16
$\begingroup$

Suppose we have a matrix $A \in \mathbb{R}^{n\times n}$ where

$$A_{ij} = \begin{cases} 1 & \text{with probability} \quad p\\ 0 &\text{with probability} \quad1-p\end{cases}$$

I would like to know the following expected value

$$\lim_{n \rightarrow \infty} \mathbb E(| \det (A) |)$$

i.e., the asymptotic behavior as $n$ becomes large.


What I tried so far

It feels like this has been done already, but after searching for quite a while I performed simulations and it looks like

$$\mathbb E(|\det(A)|) \propto e^{n f(p) }$$

where $f$ is some function of the probability $p$.

Comparison of simulation results and solutions described below for different values of $p$.

I would be very happy if someone knows the result or a good reference where I could look it up.

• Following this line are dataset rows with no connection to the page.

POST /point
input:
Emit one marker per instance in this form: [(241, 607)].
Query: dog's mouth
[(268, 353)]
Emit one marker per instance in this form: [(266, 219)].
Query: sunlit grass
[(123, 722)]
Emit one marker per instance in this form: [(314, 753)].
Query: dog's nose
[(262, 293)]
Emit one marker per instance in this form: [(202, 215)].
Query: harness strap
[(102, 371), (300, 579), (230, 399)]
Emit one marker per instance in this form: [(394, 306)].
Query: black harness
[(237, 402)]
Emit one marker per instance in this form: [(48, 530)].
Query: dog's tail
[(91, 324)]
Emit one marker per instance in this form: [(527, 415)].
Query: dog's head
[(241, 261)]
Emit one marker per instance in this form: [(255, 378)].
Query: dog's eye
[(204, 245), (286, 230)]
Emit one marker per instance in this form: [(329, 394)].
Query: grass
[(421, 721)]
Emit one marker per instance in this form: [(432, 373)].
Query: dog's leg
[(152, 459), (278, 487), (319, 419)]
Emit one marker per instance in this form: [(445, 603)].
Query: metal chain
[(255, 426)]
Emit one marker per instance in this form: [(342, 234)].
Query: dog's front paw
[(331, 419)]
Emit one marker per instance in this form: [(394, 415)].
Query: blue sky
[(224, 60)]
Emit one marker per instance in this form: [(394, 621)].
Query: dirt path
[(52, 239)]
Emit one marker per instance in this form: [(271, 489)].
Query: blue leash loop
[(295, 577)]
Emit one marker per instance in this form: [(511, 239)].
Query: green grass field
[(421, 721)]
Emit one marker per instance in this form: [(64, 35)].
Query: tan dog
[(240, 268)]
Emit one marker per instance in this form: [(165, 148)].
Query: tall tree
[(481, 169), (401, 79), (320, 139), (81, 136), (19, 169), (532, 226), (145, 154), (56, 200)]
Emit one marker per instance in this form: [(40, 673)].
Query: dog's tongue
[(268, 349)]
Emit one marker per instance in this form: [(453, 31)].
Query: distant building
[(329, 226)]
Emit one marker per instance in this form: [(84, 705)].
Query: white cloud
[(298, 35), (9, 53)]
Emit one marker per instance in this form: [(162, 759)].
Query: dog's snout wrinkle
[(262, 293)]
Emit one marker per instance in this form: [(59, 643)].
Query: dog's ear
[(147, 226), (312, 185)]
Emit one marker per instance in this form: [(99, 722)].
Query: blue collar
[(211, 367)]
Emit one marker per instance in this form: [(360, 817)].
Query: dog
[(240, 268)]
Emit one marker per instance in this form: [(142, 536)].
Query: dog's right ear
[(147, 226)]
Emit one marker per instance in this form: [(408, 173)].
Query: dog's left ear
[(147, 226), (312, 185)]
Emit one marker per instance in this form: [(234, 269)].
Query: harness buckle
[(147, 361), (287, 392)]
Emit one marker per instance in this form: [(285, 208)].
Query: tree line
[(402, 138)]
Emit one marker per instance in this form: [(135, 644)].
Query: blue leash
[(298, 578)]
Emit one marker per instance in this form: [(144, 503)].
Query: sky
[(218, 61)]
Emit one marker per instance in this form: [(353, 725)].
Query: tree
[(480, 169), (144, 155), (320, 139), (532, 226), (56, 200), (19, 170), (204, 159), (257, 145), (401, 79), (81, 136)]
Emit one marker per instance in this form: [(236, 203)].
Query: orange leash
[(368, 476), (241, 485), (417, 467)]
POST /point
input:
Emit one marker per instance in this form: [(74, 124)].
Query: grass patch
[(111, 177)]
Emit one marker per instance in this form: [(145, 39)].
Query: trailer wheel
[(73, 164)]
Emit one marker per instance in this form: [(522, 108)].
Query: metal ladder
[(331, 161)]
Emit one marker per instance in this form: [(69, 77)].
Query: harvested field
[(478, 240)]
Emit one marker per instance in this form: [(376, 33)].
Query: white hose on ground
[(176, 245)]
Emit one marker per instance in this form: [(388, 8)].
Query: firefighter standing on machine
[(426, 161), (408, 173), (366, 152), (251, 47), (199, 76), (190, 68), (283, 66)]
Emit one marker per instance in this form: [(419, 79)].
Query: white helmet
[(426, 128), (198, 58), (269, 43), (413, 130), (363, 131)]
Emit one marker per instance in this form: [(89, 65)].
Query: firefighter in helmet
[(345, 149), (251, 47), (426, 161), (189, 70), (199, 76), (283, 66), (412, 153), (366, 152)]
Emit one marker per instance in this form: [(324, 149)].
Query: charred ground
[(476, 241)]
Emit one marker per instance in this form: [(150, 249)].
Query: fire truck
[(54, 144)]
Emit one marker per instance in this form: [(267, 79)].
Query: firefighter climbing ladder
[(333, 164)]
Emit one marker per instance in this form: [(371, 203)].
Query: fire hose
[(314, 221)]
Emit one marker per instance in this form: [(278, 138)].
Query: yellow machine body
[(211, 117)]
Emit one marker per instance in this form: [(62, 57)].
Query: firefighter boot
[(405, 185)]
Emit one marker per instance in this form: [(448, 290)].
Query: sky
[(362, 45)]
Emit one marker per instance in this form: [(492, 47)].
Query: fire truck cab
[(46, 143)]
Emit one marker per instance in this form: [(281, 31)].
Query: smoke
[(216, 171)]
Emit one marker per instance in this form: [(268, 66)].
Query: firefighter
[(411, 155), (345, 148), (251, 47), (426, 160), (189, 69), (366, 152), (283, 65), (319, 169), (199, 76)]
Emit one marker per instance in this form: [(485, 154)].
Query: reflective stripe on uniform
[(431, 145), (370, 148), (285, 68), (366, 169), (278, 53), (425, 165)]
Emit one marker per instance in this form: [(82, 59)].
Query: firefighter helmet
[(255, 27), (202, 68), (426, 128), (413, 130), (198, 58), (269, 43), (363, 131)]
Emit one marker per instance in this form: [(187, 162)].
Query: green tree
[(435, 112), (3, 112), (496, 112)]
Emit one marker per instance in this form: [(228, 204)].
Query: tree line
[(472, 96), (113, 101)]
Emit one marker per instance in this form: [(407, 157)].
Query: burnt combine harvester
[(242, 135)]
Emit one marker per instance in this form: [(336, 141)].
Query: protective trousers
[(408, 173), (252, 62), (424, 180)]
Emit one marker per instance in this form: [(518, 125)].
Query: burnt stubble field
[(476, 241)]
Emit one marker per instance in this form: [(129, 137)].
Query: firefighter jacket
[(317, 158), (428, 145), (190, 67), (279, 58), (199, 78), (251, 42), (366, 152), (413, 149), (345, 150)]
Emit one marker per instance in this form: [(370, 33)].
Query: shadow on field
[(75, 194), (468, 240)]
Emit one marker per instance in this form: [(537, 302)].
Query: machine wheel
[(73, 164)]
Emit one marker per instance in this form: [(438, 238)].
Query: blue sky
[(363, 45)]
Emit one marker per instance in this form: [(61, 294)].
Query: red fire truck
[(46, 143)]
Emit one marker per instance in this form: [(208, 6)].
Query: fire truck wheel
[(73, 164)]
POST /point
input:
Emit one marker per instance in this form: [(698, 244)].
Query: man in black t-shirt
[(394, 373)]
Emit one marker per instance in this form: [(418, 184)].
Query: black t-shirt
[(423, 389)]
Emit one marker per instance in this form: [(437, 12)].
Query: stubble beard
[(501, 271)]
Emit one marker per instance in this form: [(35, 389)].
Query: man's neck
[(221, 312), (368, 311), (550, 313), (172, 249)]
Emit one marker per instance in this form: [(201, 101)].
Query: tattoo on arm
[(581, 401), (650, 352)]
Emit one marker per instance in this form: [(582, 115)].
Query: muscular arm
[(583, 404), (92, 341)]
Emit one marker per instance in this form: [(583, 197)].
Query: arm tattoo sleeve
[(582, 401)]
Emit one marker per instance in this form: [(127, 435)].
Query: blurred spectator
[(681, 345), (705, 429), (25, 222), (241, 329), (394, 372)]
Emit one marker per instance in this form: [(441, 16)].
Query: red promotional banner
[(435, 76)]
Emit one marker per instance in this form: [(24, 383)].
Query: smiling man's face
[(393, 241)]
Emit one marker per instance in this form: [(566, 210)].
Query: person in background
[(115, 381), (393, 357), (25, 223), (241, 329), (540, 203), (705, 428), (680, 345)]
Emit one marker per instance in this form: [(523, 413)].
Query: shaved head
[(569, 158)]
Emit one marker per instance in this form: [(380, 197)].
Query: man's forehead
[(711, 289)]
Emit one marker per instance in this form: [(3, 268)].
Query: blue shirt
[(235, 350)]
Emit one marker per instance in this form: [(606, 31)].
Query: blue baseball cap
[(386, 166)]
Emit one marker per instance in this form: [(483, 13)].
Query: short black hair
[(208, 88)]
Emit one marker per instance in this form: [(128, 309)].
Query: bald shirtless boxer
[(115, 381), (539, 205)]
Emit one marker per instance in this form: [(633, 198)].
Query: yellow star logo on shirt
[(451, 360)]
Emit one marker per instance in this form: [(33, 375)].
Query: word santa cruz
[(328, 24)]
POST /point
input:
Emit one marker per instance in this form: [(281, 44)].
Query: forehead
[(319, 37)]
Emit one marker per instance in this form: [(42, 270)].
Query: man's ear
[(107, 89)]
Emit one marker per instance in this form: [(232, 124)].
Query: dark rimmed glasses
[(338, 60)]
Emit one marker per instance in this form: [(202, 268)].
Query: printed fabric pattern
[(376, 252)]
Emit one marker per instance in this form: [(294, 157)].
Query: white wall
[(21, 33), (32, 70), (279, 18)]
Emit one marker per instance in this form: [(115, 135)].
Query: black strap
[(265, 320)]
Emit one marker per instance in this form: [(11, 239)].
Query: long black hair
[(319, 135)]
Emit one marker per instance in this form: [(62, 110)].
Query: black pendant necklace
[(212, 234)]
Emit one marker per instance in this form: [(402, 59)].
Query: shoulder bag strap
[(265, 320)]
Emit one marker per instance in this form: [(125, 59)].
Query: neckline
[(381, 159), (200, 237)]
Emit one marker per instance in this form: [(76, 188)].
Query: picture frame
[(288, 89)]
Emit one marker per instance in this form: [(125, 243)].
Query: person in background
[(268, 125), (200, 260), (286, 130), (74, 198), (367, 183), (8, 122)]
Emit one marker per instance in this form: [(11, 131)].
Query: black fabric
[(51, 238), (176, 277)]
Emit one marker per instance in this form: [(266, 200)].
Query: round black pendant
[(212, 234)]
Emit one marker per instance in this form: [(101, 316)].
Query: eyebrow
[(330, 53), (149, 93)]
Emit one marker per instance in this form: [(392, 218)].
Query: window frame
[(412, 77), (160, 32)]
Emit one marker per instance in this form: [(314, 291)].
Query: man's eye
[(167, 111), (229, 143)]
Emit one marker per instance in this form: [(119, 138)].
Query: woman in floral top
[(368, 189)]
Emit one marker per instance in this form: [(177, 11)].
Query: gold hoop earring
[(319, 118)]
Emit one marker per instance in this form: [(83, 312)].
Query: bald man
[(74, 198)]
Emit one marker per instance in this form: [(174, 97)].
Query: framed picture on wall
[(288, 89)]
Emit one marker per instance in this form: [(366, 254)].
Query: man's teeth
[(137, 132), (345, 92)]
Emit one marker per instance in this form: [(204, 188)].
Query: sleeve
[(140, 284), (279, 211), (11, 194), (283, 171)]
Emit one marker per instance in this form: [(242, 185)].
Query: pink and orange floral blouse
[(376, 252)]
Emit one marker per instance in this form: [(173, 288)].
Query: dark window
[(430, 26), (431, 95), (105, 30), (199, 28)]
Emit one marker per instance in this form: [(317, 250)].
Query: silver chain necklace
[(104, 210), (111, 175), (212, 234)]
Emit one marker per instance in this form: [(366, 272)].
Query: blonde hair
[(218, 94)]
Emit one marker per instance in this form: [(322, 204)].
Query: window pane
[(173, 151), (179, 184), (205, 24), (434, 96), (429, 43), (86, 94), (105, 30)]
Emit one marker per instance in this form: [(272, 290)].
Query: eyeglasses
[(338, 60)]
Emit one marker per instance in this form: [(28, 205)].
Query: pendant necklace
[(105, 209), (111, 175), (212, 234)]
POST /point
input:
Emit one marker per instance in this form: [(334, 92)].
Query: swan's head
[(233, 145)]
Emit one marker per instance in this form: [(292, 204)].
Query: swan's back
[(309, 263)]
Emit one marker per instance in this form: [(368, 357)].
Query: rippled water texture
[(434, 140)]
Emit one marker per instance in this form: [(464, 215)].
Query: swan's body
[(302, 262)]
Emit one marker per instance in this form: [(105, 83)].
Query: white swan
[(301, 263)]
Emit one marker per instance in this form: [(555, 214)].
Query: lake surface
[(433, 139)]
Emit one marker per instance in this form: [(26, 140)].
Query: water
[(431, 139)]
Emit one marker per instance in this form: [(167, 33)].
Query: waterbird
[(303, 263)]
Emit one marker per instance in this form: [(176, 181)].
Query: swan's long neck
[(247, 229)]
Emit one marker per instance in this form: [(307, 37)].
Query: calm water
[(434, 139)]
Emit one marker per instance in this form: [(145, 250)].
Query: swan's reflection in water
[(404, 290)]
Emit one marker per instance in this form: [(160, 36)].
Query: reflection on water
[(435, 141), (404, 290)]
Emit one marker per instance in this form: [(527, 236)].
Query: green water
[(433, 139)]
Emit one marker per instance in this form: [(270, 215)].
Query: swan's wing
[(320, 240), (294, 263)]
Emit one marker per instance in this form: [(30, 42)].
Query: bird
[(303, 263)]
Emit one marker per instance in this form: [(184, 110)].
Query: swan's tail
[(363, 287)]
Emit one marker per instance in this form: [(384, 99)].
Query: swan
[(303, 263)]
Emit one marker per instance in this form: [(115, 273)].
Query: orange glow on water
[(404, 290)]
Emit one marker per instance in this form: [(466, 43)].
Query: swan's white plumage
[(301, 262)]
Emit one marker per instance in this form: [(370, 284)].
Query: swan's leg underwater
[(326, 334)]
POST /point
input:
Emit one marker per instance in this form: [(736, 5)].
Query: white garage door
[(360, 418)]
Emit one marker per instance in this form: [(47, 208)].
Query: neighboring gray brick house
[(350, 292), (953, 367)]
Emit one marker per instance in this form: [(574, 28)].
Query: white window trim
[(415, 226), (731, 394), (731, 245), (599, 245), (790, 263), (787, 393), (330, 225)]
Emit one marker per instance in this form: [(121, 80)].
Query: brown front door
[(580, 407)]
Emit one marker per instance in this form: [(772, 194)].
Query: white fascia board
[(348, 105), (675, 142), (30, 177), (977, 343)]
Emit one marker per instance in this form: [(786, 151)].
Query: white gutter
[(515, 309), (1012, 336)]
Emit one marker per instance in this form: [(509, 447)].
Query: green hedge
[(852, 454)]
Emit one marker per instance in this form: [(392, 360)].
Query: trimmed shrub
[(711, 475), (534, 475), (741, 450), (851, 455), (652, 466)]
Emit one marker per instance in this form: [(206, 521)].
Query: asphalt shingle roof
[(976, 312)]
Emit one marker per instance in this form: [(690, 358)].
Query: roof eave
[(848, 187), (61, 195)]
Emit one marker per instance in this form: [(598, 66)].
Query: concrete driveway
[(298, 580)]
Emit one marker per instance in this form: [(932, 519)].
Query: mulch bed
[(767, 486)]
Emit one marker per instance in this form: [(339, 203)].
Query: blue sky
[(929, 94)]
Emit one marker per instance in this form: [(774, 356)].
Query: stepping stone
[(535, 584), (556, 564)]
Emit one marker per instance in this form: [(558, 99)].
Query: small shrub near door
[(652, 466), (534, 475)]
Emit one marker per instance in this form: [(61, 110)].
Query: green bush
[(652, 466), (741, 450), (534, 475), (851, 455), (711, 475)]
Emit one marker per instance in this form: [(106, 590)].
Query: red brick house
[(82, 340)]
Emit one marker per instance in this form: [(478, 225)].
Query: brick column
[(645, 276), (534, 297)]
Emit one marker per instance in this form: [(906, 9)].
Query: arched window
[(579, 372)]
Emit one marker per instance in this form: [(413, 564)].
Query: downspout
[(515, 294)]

Edit: I changed the figure and added plots of the solutions

$$ \text{log} \mathbb E(|\det(A)|) \propto \frac{n}{2} \text{log} \frac{n p (1-p)}{e}$$ given by Richard Stanley and RaphaelB4 which coincide up to multiplicative terms if the factorial in Richard Stanleys solution is replaced by stirlings formula.

$\endgroup$
  • $\begingroup$ Math experiment done with Maple produces $E(\det A)=0$ for $n=1,…,4$ and $$p,-2\,{p}^{4}+2\,{p}^{2},12\,{p}^{9}-36\,{p}^{8}+36\,{p}^{7}-18\,{p}^ {5}+6\,{p}^{3},-528\,{p}^{16}+3456\,{p}^{15}-10080\,{p}^{14}+17280\,{p }^{13}-19152\,{p}^{12}+13824\,{p}^{11}-5760\,{p}^{10}+576\,{p}^{9}+504 \,{p}^{8}-144\,{p}^{6}+24\,{p}^{4} $$ for $E(|\det A|)$. In view of it your hypothesis does not seem to be true. $\endgroup$ – user64494 Apr 6 '18 at 10:57
  • $\begingroup$ Thanks for your response. In the simulations I performed, the scaling relationship $E(|det A|) \propto e^{Nf(p)}$ is only valid for large $n$. Therefore, it could be that for small $n$ the expectation value behaves differently and maybe even decrease with increasing $n$. $\endgroup$ – Hipstpaka Apr 6 '18 at 11:44
  • $\begingroup$ I added a figure showing simulation results for $p=0.5$. $\endgroup$ – Hipstpaka Apr 6 '18 at 11:59
  • 2
    $\begingroup$ Hadamard inequality, implies $\mathbb{E}(|\mathrm{det}(A)|) \leq (pn)^{n/2}.$ $\endgroup$ – Mahdi Apr 6 '18 at 13:49
  • 1
    $\begingroup$ It can be shown that the expected value of $\mathrm{det}(A)^2$ is exactly $n!p^n(p-1)^{n-1}(1+(n-1)p)$. $\endgroup$ – Richard Stanley Apr 7 '18 at 20:48
6
$\begingroup$

Here is a solution to Hipstpaka's question about $\det(A)^2$. I don't have enough space to answer in a comment. I don't know where a statement appears in the literature, but the proof uses a standard technique discussed for instance in Enumerative Combinatorics, vol. 2, Exercise 5.64.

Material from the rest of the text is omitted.